Pair-et-Grandrupt

In common with many rural communes, Pair-et-Grandrupt suffered a prolonged population decline which set in after the agricultural depression which started in the 1870s and from which there was no sustained recovery until the second half of the twentieth century.

Between 1968 and 1999 registered population (excluding double counting in respect of students and others with two registered homes) increased from 200 to 439, and the construction of a modern water supply network supported by appropriate pipes and pumps has made it possible to build on formerly dry mountainside sites, and at levels of housing density which in earlier centuries was not possible simply because the nearest usable water supply was insufficient and/or too far away.

Beside the church at Bertrimoutier is a large cemetery-ossuary which for centuries has welcomed the mortal remains of people from a wide area along the southern flank of the Ormont Hills.

During the early and middle Medieval periods, it is thought that Le Pair Grandrupt and Villers were part of a single extended village in the Duchy of Lorraine.
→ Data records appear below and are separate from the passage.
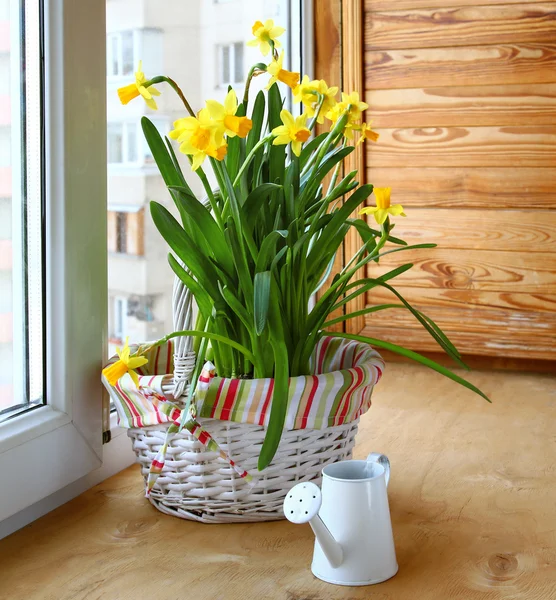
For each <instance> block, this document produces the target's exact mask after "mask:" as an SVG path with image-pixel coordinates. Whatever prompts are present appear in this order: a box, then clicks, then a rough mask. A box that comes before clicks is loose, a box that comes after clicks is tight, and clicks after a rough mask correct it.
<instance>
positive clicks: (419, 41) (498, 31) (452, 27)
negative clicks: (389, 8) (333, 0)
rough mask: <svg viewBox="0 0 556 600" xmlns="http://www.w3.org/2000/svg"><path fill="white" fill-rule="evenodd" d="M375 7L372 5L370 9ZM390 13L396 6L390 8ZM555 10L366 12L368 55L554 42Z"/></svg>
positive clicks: (535, 8) (448, 10)
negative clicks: (411, 51) (451, 48)
mask: <svg viewBox="0 0 556 600" xmlns="http://www.w3.org/2000/svg"><path fill="white" fill-rule="evenodd" d="M371 6H372V4H371ZM392 8H393V9H395V8H396V4H395V3H392ZM555 20H556V5H555V4H554V3H552V2H549V3H539V4H531V3H529V4H500V5H496V6H481V8H480V10H478V9H476V8H475V7H472V6H450V7H435V8H428V9H425V8H420V9H412V10H406V11H403V12H400V11H399V10H398V11H396V10H388V11H387V12H375V11H368V12H367V13H366V18H365V34H366V35H365V45H366V48H367V49H368V50H378V49H382V48H388V49H390V50H394V49H400V48H437V47H439V46H450V47H457V46H477V45H490V44H512V43H513V42H514V41H515V40H516V39H519V41H520V43H528V42H534V43H539V42H543V43H550V42H554V23H555Z"/></svg>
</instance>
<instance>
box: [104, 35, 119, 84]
mask: <svg viewBox="0 0 556 600" xmlns="http://www.w3.org/2000/svg"><path fill="white" fill-rule="evenodd" d="M107 46H108V56H107V59H108V61H107V62H108V75H118V70H119V69H118V61H119V49H118V38H117V36H115V35H111V36H110V37H109V38H108V45H107Z"/></svg>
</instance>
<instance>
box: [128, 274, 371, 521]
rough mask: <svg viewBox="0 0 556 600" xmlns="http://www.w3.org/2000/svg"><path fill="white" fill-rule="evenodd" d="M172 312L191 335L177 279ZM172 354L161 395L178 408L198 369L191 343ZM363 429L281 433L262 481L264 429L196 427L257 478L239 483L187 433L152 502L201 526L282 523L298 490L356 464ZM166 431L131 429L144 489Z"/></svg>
mask: <svg viewBox="0 0 556 600" xmlns="http://www.w3.org/2000/svg"><path fill="white" fill-rule="evenodd" d="M173 310H174V329H175V330H176V331H177V330H183V329H190V328H191V321H192V298H191V293H190V292H189V290H188V289H187V288H186V287H185V286H184V285H183V283H182V282H181V281H180V280H179V279H176V281H175V284H174V293H173ZM174 352H175V354H174V379H173V382H172V384H171V386H170V388H169V389H168V390H164V391H165V393H166V391H167V393H168V395H169V396H172V397H173V401H174V402H175V403H177V404H180V401H179V399H180V398H181V397H183V398H185V397H187V393H188V391H189V378H190V376H191V374H192V372H193V369H194V366H195V354H194V352H192V341H191V338H190V337H179V338H177V342H176V345H175V348H174ZM358 421H359V420H358V419H357V420H356V421H352V422H350V423H347V424H344V425H338V426H334V427H328V428H326V429H300V430H295V431H284V432H283V435H282V439H281V441H280V445H279V448H278V451H277V453H276V455H275V457H274V459H273V461H272V463H271V464H270V465H269V466H268V467H267V468H266V469H265V470H264V471H263V472H262V473H258V472H257V461H258V457H259V453H260V450H261V447H262V443H263V440H264V436H265V428H264V427H262V426H259V425H252V424H244V423H234V422H229V421H220V420H215V419H199V422H200V423H201V425H203V426H206V428H207V430H209V431H210V432H211V435H212V436H213V437H214V438H215V439H216V440H217V441H218V443H219V444H220V446H221V447H222V448H223V449H224V450H225V451H226V452H227V453H228V454H229V456H230V458H232V459H233V460H234V461H235V462H236V463H237V464H239V465H241V466H242V468H244V469H246V470H247V471H249V472H251V473H252V474H253V475H254V480H253V482H251V483H249V482H247V481H246V480H245V479H242V478H241V477H240V476H239V475H238V474H237V473H236V472H235V471H234V469H233V468H231V467H230V465H229V464H228V463H227V462H226V461H225V460H223V459H222V458H221V457H220V456H219V455H218V453H216V452H209V451H207V449H206V448H205V446H204V445H203V444H202V443H200V442H199V441H198V440H197V439H196V438H195V437H194V436H192V435H191V434H189V432H187V431H186V430H185V429H184V430H182V432H180V433H179V434H176V435H175V436H174V437H173V438H172V439H171V441H170V442H169V444H168V449H167V451H166V461H165V464H164V468H163V470H162V473H161V475H160V477H158V479H157V481H156V485H155V486H154V488H153V489H152V490H151V492H150V494H149V496H148V497H149V499H150V501H151V503H152V504H153V505H154V506H155V507H156V508H157V509H158V510H160V511H162V512H164V513H166V514H169V515H174V516H176V517H181V518H183V519H192V520H196V521H201V522H204V523H229V522H247V521H271V520H276V519H283V518H284V514H283V511H282V502H283V500H284V497H285V495H286V493H287V492H288V491H289V490H290V488H291V487H292V486H293V485H295V484H296V483H297V482H299V481H315V482H317V483H318V482H320V479H321V470H322V468H323V467H324V466H325V465H327V464H329V463H332V462H336V461H339V460H345V459H347V458H350V457H351V452H352V449H353V446H354V444H355V434H356V433H357V426H358ZM168 427H169V424H163V425H153V426H150V427H143V428H130V429H128V436H129V437H130V438H131V440H132V442H133V449H134V451H135V453H136V455H137V459H138V462H139V463H140V465H141V471H142V474H143V477H144V479H145V484H146V482H147V477H148V473H149V467H150V466H151V462H152V460H153V459H154V457H155V456H156V453H157V452H158V450H159V449H160V448H161V446H162V445H163V444H164V441H165V438H166V430H167V429H168Z"/></svg>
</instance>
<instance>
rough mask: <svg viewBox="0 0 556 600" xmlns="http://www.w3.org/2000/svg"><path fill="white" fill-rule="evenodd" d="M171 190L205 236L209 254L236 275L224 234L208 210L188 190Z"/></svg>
mask: <svg viewBox="0 0 556 600" xmlns="http://www.w3.org/2000/svg"><path fill="white" fill-rule="evenodd" d="M170 189H171V190H172V191H173V192H175V194H177V196H178V198H179V200H180V201H181V202H182V204H183V206H184V209H185V211H186V212H187V214H188V215H189V216H190V217H191V220H192V222H193V223H195V229H196V230H197V231H200V233H201V234H202V235H203V237H204V239H205V242H206V247H205V250H206V249H208V252H209V253H210V254H212V255H213V256H214V258H215V259H216V261H217V262H218V263H220V267H221V268H223V269H224V270H225V271H226V272H227V273H228V274H229V275H230V276H232V277H233V276H234V274H235V266H234V261H233V257H232V254H231V252H230V247H229V246H228V244H227V243H226V239H225V237H224V233H223V232H222V230H221V229H220V227H218V224H217V223H216V221H215V220H214V218H213V217H212V215H211V214H210V211H209V210H207V209H206V208H205V207H204V206H203V205H202V204H201V203H200V202H199V201H198V200H197V198H195V197H194V196H192V195H191V194H189V192H188V191H187V189H186V188H183V187H177V186H171V187H170Z"/></svg>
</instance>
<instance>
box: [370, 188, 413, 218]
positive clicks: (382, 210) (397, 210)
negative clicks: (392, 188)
mask: <svg viewBox="0 0 556 600" xmlns="http://www.w3.org/2000/svg"><path fill="white" fill-rule="evenodd" d="M373 192H374V195H375V198H376V206H367V207H365V208H363V209H361V210H360V211H359V214H360V215H365V214H374V216H375V220H376V222H377V223H378V224H379V225H382V224H383V223H384V221H386V219H387V218H388V215H389V214H390V215H394V216H395V217H398V216H401V217H405V216H406V215H405V213H404V212H403V206H402V205H401V204H393V205H390V192H391V188H375V189H374V190H373Z"/></svg>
Between the end of the Duchy of Burgundy in 1477 and the final incorporation of Lorraine into France that followed the death of the Last Duke in 1766, there were several French invasions and periods of occupation affecting Lorraine and other de facto buffer states between France and the Holy Roman Empire, but relatively untroubled in their mountain seclusion the administrative arrangements of the hamlets of Le Pair, Grandrupt and Vanifosse remained unchanged except that in 1710 the bailiwick was switched to Saint-Dié.